RICHARD STRAUSS: Le Bourgeois Gentilhomme Suite; Duett-Concertino for clarinet and bassoon; Sextet from Capriccio – Daniel Sepec, violin/Nicole Kern, clarinet/Higinio Arrue, bassoon/The German Chamber Philharmonic of Bremen/Paavo Järvi – PentaTone

by | Sep 30, 2005 | SACD & Other Hi-Res Reviews | 0 comments

RICHARD STRAUSS: Le Bourgeois Gentilhomme Suite;
Duett-Concertino for clarinet and bassoon; Sextet from Capriccio –
Daniel Sepec, violin/Nicole Kern, clarinet/Higinio Arrue, bassoon/The
German Chamber Philharmonic of Bremen/Paavo Järvi – PentaTone
multichannel SACD PTC 5186 060, 65:36 ****:

Järvi observes in his introduction to the note booklet for this disc
that we generally only think of Richard Strauss as the composer of
large tone poems and operas, but he had another side which is
underrepresented in the concert hall.
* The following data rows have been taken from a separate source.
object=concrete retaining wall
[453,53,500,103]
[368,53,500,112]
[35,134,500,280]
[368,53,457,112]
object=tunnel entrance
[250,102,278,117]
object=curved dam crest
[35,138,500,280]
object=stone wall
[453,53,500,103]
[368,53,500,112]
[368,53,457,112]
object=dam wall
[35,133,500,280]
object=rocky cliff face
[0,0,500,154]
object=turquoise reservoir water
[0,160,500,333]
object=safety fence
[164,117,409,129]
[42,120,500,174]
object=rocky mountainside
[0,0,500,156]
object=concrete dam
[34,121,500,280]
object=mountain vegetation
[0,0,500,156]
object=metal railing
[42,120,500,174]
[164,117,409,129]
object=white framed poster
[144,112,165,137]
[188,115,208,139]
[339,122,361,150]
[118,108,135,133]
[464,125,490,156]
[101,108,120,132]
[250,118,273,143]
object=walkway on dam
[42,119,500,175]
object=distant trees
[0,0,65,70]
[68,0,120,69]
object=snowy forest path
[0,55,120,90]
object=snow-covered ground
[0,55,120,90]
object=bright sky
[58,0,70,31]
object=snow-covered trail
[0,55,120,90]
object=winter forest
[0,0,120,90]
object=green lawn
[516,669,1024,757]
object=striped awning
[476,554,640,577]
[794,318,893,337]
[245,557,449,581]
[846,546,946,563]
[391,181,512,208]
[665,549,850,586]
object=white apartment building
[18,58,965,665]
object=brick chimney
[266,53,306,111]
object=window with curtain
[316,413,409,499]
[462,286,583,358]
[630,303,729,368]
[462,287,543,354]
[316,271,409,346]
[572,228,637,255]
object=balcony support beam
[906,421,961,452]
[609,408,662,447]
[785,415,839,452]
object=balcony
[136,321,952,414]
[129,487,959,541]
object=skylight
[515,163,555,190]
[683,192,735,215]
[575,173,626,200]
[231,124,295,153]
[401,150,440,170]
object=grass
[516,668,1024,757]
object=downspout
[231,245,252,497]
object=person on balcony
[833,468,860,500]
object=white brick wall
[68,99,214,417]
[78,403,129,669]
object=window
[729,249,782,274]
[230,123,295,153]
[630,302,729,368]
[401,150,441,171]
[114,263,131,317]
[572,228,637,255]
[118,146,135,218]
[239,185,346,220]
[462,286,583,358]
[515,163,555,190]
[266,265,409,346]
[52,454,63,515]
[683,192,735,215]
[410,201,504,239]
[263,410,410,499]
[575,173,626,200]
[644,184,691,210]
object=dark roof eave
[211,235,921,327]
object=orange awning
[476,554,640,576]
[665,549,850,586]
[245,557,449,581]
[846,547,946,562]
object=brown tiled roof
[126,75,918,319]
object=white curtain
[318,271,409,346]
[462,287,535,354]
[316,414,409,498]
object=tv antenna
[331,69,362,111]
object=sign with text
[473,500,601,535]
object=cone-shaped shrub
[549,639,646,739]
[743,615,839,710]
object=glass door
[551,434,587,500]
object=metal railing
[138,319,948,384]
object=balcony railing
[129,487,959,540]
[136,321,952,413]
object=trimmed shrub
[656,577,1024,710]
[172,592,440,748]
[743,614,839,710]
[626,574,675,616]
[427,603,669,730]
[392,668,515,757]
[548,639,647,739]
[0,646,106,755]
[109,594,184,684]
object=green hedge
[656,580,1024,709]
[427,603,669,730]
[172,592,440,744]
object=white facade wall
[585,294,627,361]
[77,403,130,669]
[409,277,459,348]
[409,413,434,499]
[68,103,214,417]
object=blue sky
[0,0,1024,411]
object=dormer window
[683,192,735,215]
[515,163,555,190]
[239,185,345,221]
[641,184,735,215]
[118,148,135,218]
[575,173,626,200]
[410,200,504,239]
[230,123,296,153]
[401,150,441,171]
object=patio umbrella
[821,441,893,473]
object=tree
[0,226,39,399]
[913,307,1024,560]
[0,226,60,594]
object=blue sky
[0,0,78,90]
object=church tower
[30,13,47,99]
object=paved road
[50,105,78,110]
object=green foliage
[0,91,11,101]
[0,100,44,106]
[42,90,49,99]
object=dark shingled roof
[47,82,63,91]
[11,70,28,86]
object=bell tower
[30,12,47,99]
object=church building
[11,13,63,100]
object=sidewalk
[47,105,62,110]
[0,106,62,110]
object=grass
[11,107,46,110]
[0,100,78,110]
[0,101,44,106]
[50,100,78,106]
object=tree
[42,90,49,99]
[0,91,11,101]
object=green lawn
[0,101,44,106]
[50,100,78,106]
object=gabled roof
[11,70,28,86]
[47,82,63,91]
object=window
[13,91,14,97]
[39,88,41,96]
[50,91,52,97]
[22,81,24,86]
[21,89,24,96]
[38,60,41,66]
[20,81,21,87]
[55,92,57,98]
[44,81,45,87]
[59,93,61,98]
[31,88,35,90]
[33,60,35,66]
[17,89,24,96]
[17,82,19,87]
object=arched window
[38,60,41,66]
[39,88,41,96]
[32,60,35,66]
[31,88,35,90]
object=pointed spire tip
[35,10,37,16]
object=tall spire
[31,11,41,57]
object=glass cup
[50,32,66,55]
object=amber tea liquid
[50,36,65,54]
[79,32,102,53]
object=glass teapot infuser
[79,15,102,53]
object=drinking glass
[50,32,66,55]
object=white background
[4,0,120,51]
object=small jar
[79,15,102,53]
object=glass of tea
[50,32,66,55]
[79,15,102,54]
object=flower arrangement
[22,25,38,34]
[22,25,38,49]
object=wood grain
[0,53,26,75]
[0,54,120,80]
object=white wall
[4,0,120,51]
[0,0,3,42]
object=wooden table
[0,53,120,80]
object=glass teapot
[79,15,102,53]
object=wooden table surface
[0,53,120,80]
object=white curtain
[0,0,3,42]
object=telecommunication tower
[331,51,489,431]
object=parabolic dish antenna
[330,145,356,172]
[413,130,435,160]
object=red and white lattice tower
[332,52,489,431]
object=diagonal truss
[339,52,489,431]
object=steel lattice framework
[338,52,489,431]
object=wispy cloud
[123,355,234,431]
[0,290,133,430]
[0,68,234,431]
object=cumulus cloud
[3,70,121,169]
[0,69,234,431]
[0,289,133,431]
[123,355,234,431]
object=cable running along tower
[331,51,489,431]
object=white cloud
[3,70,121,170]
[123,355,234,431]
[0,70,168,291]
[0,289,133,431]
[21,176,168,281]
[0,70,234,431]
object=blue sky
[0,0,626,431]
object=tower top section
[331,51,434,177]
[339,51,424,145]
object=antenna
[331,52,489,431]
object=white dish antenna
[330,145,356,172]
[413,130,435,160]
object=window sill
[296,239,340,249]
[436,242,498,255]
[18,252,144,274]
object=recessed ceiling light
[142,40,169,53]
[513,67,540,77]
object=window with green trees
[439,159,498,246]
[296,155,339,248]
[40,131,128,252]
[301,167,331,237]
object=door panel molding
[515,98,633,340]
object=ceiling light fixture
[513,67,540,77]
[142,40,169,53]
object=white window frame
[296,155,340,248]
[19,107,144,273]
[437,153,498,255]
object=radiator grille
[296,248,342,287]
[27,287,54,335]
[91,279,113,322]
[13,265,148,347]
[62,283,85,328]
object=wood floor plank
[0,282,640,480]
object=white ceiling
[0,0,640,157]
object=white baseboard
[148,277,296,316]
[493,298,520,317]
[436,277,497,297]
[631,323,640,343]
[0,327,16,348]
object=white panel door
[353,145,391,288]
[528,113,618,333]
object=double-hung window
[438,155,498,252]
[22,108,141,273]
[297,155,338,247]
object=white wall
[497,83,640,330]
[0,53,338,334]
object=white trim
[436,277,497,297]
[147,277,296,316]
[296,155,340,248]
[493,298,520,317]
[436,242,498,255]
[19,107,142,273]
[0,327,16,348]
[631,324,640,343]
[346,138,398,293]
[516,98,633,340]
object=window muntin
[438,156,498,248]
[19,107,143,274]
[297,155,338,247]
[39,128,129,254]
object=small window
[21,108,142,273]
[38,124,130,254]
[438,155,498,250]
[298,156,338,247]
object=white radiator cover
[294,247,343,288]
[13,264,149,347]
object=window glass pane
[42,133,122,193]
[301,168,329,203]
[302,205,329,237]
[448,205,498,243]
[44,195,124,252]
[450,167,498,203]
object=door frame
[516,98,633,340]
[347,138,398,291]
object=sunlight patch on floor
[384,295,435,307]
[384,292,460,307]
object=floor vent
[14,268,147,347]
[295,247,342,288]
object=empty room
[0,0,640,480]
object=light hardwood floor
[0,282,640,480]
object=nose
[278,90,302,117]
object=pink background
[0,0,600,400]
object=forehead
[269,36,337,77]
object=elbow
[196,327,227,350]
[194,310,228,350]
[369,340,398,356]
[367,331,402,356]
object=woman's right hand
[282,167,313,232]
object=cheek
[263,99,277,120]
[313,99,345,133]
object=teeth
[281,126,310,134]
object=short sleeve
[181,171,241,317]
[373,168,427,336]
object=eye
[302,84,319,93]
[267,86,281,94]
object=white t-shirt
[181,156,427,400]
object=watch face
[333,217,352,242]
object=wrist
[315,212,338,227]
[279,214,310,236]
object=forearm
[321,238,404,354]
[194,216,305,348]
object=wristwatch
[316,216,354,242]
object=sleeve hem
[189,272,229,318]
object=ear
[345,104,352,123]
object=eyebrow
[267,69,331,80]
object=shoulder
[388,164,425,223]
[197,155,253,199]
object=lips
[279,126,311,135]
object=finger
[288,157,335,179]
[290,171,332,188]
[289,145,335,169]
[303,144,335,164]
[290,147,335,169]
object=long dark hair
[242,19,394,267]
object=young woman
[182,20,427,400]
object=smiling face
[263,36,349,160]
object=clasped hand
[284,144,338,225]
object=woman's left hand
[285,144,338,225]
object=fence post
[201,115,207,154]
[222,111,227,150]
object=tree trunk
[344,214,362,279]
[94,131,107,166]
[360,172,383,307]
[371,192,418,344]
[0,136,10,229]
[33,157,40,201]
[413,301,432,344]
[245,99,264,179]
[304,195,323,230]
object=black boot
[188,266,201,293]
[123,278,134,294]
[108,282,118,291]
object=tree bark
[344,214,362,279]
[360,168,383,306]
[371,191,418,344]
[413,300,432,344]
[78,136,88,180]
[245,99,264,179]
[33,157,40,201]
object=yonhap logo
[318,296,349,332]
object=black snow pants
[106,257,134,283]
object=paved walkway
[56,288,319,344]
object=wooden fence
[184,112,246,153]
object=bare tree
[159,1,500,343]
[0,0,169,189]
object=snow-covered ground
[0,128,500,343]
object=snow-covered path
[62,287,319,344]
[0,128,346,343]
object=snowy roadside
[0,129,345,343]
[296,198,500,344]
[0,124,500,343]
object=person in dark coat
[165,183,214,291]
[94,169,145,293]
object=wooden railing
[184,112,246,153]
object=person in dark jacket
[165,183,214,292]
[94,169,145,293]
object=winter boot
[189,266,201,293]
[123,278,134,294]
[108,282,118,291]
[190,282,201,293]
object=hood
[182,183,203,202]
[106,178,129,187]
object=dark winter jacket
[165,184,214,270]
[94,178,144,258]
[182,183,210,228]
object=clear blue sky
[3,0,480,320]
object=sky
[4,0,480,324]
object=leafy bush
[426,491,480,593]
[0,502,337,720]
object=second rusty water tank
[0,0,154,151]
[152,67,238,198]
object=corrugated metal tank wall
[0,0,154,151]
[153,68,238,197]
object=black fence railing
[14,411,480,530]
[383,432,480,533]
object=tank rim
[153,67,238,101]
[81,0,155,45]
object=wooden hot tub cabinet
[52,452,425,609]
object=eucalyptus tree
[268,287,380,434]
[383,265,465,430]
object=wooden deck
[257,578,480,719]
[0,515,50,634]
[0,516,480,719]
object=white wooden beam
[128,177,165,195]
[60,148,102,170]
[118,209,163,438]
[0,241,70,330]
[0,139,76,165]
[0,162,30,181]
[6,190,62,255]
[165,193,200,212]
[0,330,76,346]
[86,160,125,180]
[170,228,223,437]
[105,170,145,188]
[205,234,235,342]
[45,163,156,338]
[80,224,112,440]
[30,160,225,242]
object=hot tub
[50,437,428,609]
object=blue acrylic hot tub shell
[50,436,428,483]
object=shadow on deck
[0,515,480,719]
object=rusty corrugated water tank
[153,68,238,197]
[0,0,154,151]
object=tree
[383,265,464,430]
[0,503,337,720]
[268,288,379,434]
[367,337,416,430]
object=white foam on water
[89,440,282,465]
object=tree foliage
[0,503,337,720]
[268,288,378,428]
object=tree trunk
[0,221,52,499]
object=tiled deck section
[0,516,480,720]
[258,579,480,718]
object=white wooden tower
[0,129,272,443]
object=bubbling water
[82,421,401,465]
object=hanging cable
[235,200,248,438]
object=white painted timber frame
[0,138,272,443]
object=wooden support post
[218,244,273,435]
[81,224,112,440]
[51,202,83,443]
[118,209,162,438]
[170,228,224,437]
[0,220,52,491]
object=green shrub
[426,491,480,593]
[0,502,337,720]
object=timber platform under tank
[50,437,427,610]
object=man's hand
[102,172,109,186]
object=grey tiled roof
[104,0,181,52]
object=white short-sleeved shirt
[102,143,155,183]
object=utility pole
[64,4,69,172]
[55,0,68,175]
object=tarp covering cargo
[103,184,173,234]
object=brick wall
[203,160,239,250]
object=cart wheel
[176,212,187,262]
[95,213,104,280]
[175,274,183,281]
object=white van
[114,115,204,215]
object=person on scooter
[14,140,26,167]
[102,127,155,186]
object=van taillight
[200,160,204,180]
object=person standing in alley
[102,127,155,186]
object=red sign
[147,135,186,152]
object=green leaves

That chamber music side is what
this disc – recorded in 2003 at Radio Bremen – has been devoted
to.  Moliere’s comedy The Bourgeois Gentleman originally had
incidental music by Lully.  When Hugo von Hofmannsthal and Strauss
staged their version the composer provided 17 incidental pieces, which
he later rewrote into the present nine-movement suite.  Most of
the movements are quite short except for the concluding ten-minute The
Dinner. Both the spirit of Lully’s 18th century France and the more
burlesque quality of Hofmannsthal’s adaptation come thru in this
delightful music. There’s even a quote from Das Rheingold in The
Dinner, and much in the other sections satirizes the ostentatious airs
put on by the “gentleman.”

The lovely Duett-Concertino pits two very contrasting woodwinds against
one another.  Though composed in l947 for the Italian-Swiss Radio
ensemble, the work seems completely untouched by either Schoenberg’s
effect on modern music or by the experiences of WWII.  Strauss had
spoken of “the end of German music” with the end of the war (and his
involvement with the Nazis).  These three movements seem like a
nostalgic farewell to a Vienna of old which could never be again. The
naturalness and “air” around the individual players is clearly 
enhanced by the 5.0 option vs. either of the stereo mixes.